To the cutting-edge “inclusive” zealots of SOGI and such, humbling words from the great Oscar Wilde: “Nothing is so dangerous as being too modern. One is apt to grow old-fashioned quite suddenly.”

• • •

Theatre West Van keeps a steady financial course by staging mainly sure-fire classics, and in a better world with a less-crowded schedule the undersigned would have happily attended a performance, followed by a judicious brief review, when Dial M for Murder opened last month at the Kay Meek. Go see for yourself, tonight, tomorrow night, or Nov. 8-11, or better still all of them.

• • •

Stealing over the border in disguise into North Vancouver, I delighted in Centennial Theatre’s innovative play/pie/pint matinee performance by The Beauty Shop Dolls: Amanda Williamson, Nadia von Hahn and Sara Walters – who would have been called “three lovely songstresses … easy on the eyes” in the bad old days of the heterosexual male patriarchy, which is the era of their 1920s-’60s repertoire.
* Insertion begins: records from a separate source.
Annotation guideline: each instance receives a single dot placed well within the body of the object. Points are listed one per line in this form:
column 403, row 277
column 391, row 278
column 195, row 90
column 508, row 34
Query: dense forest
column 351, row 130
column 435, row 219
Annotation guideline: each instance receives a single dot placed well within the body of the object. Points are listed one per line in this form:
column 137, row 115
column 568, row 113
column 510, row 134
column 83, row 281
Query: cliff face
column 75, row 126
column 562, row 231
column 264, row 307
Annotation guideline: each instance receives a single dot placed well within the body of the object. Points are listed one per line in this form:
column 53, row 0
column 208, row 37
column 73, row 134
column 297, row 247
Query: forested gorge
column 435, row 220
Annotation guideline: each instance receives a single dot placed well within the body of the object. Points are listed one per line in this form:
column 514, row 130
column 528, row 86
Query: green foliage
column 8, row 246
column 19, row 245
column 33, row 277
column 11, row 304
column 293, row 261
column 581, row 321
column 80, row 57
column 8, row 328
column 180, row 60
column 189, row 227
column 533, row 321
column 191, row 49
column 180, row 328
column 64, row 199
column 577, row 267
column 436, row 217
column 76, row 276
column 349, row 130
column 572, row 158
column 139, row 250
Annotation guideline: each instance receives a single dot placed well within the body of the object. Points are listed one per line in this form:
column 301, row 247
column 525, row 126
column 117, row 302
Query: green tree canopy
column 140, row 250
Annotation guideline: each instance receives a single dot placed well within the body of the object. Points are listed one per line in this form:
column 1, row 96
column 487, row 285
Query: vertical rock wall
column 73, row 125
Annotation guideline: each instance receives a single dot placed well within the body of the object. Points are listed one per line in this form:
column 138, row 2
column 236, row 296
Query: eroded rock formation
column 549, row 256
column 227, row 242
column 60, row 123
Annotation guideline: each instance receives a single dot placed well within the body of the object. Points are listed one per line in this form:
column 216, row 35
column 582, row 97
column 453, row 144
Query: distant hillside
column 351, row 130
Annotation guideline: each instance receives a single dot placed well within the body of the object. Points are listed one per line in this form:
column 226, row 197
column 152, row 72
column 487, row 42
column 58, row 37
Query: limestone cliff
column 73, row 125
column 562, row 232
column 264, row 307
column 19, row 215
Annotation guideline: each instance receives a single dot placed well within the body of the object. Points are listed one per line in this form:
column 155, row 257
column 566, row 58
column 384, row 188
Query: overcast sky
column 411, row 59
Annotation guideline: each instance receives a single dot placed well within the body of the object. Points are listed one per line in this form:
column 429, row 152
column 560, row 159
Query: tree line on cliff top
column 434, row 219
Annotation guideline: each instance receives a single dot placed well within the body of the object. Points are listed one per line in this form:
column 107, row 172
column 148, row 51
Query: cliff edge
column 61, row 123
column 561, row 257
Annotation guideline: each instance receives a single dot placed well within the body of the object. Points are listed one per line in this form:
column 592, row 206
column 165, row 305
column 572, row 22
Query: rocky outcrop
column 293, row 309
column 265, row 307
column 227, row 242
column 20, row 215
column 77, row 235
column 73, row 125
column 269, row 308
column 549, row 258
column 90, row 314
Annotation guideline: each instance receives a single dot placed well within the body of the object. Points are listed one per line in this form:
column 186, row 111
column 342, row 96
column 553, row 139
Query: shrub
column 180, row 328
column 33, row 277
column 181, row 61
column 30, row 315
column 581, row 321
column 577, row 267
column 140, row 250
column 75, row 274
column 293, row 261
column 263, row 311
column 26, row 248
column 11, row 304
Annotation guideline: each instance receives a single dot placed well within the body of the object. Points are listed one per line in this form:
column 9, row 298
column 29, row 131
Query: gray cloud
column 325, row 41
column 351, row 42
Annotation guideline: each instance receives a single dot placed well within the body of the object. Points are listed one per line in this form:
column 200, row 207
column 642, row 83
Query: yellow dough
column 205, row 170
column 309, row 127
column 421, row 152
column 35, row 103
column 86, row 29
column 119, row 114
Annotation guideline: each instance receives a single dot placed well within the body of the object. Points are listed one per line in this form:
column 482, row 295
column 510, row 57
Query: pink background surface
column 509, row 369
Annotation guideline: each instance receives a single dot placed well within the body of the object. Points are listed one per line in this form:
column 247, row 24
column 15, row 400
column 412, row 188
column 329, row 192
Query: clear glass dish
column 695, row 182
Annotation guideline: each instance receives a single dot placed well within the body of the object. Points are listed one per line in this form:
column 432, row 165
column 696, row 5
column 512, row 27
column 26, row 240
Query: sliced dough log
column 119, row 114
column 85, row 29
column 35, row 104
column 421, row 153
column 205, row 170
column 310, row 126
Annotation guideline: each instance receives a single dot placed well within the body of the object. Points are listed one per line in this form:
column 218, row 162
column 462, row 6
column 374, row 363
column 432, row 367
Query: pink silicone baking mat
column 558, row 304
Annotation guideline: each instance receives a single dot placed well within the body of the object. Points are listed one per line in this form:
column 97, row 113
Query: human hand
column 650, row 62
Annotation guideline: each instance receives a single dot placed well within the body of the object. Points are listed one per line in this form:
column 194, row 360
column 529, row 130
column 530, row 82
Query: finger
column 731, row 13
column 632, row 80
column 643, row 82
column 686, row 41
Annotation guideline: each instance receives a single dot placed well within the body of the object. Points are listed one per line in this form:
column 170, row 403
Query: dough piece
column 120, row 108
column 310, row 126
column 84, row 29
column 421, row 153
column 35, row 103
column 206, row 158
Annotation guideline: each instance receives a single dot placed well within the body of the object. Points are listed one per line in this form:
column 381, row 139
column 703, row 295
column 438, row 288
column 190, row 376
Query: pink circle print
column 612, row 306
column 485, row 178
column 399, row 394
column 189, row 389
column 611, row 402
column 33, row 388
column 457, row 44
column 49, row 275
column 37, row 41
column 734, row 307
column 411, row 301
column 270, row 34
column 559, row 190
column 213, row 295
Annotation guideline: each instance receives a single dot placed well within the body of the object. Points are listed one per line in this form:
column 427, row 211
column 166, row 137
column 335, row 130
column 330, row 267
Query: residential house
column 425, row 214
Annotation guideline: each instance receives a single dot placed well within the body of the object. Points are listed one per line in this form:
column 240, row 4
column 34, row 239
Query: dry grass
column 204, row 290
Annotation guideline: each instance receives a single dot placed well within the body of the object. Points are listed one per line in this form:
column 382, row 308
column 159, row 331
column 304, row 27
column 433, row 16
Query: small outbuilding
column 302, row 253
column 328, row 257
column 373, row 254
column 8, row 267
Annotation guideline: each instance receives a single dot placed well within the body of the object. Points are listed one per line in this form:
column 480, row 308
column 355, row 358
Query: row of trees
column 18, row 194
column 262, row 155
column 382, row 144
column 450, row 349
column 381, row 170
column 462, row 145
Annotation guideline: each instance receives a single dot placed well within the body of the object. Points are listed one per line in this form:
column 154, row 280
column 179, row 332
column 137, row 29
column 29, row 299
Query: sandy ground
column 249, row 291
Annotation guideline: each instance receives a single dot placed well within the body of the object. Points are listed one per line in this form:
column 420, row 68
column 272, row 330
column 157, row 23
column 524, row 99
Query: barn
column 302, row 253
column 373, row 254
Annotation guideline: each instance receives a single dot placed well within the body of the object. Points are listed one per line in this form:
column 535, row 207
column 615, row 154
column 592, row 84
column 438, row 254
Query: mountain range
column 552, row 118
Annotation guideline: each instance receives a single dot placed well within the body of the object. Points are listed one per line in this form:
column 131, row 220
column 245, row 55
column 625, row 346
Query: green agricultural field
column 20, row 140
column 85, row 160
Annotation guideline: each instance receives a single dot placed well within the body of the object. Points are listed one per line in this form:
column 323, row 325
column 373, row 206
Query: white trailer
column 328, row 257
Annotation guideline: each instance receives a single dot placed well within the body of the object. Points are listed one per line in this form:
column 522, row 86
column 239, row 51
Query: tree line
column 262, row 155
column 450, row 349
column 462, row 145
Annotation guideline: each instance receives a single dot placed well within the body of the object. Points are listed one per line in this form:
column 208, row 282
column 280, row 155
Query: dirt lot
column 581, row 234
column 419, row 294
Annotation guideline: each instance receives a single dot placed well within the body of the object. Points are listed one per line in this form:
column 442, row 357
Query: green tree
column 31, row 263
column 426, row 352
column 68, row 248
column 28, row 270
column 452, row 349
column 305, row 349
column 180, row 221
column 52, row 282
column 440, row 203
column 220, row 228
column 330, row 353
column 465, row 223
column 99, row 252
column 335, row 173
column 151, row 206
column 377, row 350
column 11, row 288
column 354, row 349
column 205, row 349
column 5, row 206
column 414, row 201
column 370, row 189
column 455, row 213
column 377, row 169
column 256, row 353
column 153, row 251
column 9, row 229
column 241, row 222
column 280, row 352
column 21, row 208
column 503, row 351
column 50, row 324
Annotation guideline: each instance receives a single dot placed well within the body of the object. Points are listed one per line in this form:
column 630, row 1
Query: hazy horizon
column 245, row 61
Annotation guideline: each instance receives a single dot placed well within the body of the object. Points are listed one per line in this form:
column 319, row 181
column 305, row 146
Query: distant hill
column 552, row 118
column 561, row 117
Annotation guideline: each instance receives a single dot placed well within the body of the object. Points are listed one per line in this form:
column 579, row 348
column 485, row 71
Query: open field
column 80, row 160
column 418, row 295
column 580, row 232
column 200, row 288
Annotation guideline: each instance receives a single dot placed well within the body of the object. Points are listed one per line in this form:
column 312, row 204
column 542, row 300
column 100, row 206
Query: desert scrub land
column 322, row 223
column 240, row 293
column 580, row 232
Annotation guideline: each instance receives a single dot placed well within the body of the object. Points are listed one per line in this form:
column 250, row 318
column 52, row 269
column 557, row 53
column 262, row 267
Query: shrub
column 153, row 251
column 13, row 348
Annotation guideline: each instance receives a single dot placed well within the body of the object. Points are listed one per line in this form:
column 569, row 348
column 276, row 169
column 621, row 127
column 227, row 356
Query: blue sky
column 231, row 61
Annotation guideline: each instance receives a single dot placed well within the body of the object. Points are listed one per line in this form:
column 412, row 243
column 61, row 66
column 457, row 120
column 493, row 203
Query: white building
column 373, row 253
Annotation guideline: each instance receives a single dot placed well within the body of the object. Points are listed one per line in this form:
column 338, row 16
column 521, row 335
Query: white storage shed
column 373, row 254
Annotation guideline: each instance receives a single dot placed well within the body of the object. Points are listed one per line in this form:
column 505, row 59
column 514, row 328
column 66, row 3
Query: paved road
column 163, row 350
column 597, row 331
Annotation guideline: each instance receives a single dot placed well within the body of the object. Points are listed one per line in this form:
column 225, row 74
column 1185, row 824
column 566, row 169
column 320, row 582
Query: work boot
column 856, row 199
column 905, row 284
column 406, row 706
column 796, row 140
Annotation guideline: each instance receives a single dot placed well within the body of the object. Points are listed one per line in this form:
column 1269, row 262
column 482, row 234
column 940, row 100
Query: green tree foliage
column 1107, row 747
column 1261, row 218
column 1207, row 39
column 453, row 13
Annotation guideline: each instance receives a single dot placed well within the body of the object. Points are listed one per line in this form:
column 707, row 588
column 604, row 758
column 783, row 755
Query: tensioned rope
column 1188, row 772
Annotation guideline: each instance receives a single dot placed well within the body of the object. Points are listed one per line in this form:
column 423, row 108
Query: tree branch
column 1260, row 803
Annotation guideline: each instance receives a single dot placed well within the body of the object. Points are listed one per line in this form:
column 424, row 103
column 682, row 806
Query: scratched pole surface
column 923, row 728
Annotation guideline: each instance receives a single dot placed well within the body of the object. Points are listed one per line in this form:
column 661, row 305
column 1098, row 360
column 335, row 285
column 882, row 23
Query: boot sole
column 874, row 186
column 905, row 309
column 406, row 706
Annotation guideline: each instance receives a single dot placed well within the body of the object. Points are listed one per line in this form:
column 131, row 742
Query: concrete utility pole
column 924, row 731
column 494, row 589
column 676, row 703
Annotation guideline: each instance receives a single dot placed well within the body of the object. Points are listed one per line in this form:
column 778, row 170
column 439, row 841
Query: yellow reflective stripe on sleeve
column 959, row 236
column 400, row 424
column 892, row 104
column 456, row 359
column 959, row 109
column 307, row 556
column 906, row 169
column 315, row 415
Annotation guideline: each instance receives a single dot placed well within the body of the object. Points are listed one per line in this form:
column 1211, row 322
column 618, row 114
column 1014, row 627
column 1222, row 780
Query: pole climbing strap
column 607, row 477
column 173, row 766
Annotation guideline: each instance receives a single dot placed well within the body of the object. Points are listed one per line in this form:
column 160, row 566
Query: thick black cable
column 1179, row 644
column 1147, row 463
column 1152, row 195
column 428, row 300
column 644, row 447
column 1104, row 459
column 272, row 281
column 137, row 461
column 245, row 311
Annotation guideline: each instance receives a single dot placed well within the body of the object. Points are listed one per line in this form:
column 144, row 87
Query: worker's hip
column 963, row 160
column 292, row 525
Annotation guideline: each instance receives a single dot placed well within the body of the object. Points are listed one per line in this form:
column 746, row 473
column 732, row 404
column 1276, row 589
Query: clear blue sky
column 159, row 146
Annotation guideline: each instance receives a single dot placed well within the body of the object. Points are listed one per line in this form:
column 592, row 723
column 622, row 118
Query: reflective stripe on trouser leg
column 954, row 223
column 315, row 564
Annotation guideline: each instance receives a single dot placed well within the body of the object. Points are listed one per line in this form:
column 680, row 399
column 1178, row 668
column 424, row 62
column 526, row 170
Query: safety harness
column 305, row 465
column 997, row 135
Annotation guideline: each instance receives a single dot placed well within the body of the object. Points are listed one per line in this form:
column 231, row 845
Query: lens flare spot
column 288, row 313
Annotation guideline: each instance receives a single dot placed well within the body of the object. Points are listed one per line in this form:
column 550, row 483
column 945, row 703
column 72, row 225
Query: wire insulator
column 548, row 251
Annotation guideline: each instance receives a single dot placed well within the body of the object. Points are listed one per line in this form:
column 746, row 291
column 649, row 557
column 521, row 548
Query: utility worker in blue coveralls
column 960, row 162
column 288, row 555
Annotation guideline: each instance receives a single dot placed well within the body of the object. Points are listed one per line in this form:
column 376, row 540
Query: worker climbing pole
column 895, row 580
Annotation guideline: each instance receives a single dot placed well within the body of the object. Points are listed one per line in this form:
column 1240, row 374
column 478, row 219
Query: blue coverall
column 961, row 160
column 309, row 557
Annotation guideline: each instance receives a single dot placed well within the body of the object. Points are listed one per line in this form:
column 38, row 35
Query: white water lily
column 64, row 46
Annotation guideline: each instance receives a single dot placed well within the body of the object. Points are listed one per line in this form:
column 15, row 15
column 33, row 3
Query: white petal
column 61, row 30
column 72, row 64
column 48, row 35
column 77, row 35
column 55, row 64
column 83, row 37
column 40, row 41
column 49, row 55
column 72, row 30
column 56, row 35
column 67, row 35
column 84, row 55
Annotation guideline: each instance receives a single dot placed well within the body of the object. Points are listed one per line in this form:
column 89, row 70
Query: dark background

Tears came to the eyes for life and loves past, for wartime melodies and the hardships of rationing – yes, war was hell in Canada, think of us on Remembrance Day, like me helping beat Hitler by selling my mother’s fudge up and down the streets to buy war stamps – but were staunched by the engaging performances followed by the pie and the pint. What a very good idea, and good chow after the noon-hour program.

• • •

Since it was a private talk, I’m not at liberty to identify the man who gave me this wonderful closer.

Except to say he is a prominent Vancouver architect and builder of some outstanding West Vancouver small, intimate developments.

Keep that in mind, in light of this area’s bloated property costs.

I asked after his health. “Me? I’m reasonably fine, although I do have an appointment next Monday at Mountain View Cemetery to pick out my plot, just in case … (I turned 70 last week).

“I might add, at $22,500 for a two-foot-by-six-foot plot, the cost per square foot is about double what I am charging for my new homes!”